- Country: United States
- Language: English
- Genre: Short story

Publication
- Published in: The Forum
- Publication type: Magazine
- Publication date: February 1929

= Double Birthday =

1929 short story by Willa Cather

"Double Birthday" is a short story by Willa Cather. It was first published in The Forum in February 1929.

==Plot introduction==
Albert is organizing a birthday party for his uncle soon.

===Explanation of the title===
Although the birthday party is for Uncle Albert, it is also Albert's birthday.

==Plot summary==
In Pittsburgh, Judge Hammersley runs into Albert, who says it is soon to be his uncle's birthday; the judge says he should come round to his house before, so he can give him some alcohol. Back home, he tells his daughter he has run into him; she goes off to a ball. Meanwhile, the two Alberts are playing classical music and reading decadent literature.

In an analepsis, the reader gets an account of Uncle Albert when he was working as a throat doctor in Allegheny. He once came upon a singer whom he wanted to bring to New York City, since he believed her to be very talented. However, after graduation, she eloped to Chicago, but eventually came back and was fairly successful until she came down with a throat disease, which proved fatal.

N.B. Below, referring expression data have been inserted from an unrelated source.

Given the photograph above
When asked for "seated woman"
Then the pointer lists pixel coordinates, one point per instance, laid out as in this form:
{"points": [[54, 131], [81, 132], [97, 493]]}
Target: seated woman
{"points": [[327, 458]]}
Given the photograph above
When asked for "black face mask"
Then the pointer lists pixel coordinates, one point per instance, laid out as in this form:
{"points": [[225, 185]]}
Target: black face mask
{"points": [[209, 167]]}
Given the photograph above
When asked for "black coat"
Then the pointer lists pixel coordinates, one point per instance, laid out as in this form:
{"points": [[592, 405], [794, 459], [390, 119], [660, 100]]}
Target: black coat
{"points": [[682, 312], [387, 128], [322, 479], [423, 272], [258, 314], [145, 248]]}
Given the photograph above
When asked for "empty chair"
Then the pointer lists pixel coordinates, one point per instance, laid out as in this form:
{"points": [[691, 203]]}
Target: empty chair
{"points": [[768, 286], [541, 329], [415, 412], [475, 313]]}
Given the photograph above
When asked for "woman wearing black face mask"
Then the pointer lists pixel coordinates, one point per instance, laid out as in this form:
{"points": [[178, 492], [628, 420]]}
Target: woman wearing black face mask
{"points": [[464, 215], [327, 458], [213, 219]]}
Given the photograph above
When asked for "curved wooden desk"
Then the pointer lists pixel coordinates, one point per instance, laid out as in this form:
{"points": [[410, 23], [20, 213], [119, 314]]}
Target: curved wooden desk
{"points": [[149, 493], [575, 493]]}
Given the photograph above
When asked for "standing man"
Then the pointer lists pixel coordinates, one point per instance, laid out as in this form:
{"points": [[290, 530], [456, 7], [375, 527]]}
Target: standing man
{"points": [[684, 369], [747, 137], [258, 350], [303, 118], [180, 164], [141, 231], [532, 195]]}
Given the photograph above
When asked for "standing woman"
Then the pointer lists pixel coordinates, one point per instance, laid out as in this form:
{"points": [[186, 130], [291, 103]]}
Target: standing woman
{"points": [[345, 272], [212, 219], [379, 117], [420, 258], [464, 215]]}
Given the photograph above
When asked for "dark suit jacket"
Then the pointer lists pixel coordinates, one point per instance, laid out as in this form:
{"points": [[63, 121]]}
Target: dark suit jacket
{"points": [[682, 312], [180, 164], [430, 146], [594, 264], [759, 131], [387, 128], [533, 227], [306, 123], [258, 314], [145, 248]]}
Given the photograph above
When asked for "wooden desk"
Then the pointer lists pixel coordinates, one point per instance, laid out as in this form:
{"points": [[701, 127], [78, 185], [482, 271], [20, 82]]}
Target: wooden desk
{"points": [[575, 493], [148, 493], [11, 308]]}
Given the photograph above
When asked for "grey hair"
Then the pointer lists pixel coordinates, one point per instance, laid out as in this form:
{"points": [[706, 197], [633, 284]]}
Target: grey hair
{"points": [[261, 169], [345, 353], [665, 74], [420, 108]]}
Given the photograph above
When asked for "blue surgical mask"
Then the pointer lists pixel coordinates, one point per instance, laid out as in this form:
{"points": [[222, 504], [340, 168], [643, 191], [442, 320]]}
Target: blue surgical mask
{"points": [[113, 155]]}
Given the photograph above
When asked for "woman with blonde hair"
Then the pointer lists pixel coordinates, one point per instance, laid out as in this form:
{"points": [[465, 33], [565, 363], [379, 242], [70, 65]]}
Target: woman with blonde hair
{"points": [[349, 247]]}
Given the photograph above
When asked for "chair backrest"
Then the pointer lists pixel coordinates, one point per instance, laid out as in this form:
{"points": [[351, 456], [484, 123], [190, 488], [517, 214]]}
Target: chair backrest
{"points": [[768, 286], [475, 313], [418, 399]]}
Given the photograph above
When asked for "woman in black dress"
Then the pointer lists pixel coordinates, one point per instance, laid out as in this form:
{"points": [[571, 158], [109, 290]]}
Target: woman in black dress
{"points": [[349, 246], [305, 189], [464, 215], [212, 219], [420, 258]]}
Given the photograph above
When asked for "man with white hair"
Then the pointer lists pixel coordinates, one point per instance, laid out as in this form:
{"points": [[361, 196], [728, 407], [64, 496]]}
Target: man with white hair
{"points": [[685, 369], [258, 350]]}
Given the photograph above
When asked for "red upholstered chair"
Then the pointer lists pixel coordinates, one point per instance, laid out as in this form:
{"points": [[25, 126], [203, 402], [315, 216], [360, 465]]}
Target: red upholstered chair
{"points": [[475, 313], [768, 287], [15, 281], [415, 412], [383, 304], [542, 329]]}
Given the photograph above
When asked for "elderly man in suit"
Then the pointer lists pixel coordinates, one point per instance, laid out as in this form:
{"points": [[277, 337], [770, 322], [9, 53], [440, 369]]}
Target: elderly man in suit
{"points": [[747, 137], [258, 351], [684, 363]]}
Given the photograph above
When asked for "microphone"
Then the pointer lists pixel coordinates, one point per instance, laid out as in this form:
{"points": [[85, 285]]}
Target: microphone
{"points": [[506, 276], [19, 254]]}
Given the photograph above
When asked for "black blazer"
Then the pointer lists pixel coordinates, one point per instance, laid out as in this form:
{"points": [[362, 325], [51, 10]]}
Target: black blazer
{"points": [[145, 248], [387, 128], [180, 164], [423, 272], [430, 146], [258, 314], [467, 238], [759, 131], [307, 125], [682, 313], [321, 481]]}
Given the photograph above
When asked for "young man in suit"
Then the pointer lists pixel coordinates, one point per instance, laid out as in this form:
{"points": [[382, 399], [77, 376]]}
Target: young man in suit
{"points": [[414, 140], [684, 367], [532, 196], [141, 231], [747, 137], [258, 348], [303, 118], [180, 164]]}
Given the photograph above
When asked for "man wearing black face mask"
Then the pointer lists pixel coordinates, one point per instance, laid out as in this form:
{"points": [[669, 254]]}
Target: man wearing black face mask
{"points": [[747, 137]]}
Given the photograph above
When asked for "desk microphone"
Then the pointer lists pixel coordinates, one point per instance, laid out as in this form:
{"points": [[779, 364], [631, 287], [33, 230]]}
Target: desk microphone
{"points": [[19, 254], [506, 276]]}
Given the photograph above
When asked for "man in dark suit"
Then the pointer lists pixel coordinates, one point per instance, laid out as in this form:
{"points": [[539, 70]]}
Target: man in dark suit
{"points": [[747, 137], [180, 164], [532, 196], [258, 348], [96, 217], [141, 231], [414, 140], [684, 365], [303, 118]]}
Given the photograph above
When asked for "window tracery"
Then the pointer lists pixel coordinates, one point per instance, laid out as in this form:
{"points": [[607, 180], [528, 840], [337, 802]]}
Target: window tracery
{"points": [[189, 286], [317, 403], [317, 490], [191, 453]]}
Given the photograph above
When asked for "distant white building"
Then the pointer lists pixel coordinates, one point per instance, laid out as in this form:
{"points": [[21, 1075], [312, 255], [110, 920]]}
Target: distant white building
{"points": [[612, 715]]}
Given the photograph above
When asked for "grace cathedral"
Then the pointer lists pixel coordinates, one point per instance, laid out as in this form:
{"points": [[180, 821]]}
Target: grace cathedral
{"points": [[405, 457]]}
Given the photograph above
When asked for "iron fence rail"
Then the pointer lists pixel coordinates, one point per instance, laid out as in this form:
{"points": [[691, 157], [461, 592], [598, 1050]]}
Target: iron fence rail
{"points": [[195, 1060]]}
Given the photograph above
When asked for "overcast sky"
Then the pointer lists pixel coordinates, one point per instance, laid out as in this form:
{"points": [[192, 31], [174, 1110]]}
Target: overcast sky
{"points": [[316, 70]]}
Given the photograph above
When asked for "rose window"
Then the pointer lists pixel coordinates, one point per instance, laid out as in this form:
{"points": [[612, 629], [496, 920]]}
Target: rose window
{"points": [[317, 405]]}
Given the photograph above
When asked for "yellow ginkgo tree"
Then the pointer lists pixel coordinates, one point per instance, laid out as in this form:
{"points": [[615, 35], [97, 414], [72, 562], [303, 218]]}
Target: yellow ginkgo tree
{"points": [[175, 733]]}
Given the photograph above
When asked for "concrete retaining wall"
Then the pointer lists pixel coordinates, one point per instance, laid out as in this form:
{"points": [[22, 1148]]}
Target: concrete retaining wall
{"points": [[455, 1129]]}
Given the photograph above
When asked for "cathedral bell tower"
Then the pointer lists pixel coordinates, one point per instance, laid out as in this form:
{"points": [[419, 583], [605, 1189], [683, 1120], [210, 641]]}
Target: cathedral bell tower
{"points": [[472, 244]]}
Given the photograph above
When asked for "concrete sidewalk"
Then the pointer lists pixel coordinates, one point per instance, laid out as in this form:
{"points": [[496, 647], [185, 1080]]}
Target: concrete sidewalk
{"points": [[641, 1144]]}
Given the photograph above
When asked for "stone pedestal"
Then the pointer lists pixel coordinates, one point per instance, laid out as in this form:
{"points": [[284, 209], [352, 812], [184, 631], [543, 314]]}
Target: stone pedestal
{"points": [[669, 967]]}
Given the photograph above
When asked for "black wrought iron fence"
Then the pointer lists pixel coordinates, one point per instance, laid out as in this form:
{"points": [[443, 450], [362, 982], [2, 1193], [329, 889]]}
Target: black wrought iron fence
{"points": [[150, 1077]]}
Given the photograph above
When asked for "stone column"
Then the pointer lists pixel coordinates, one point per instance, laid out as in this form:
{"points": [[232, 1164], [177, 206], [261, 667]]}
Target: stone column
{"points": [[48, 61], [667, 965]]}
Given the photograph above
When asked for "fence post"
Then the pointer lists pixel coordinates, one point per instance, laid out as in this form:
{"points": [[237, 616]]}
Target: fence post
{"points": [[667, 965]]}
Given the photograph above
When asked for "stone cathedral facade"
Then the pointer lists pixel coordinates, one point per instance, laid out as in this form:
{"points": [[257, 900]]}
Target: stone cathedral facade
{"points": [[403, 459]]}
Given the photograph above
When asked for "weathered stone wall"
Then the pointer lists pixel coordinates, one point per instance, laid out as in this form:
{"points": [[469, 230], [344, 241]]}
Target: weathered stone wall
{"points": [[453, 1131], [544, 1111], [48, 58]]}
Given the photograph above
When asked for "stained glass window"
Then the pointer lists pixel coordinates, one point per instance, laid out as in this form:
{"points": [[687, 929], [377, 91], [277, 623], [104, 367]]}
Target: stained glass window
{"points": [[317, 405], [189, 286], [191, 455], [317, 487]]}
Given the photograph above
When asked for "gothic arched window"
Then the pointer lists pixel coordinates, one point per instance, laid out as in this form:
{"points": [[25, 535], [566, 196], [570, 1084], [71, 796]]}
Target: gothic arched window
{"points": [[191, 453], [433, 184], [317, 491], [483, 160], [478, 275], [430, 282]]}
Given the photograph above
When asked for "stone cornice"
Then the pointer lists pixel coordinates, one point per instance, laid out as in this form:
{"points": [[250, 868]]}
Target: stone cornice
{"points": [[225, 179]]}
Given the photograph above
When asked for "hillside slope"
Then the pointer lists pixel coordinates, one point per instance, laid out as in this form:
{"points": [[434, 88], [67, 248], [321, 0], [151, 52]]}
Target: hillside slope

Albert goes to Judge Hammersley's to get the alcohol. He is greeted by Margaret, and they talk about the time they spent in Rome when they were younger. Her father gives him two bottles of champagne. Later, Margaret comes to the birthday party and Albert tells her about the last time he saw their former music teacher, Rafael Joseffy, noting that he was sick. Finally, they toast to Lenore, the singer Uncle Albert had brought to success in New York.

==Characters==
- Judge Hammersley
- Albert Englehardt. He was named after his uncle 'because [I] was born on his twenty-fifth birthday'.
- Uncle Albert, Albert's uncle.
- Judge Merriman
- Margaret Parmenter, Judge Hammersley's daughter.
- Gus Englehardt, Albert's late father.
- Mrs Rudder, Uncle Albert's cleaning-lady.
- Marguerite Thiesinger, a soprano that Uncle Albert brings to fame in New York City.
- Elsa, Mrs's Rudder's granddaughter.
- Carl Abberbock, Elsa's husband.
- Rafael Joseffy, Albert's quondam music teacher.
- Mrs Sterrett

==Allusions to actual history==
- Albert mentions Prohibition in the United States, under the Eighteenth Amendment to the United States Constitution.
- Uncle Albert's father is said to have been 'a gallant officer in the Civil War'.
- The First World War is mentioned as having divested the youth of all kinds of hope.
- Dictators Napoleon Bonaparte and Benito Mussolini are mentioned.
- Martin Luther is dismissed as 'a vulgarian of the first water'.

==Allusions to other works==
- Music is alluded to with Robert Schumann's Kreisleriana, Igor Stravinsky, Claude Debussy's Pelléas et Mélisande, Johann Sebastian Bach, Johannes Brahms, Wilhelm Gericke, Manuel Patricio Rodríguez García, Adelina Patti, Pauline García-Viardot, Emma Eames, and Geraldine Farrar. Jazz is also mentioned.
- The Decadent movement is mentioned, with direct references to The Yellow Book, Aubrey Beardsley, Ernest Dowson, Oscar Wilde.
- Other works of literature mentioned are Harriet Beecher Stowe's 1856 novel Dred: A Tale of the Great Dismal Swamp, Heinrich Heine, Friedrich Schiller.
- Painting is mentioned with Raphael. Cubism is also mentioned.
- Mephistopheles is also briefly alluded to.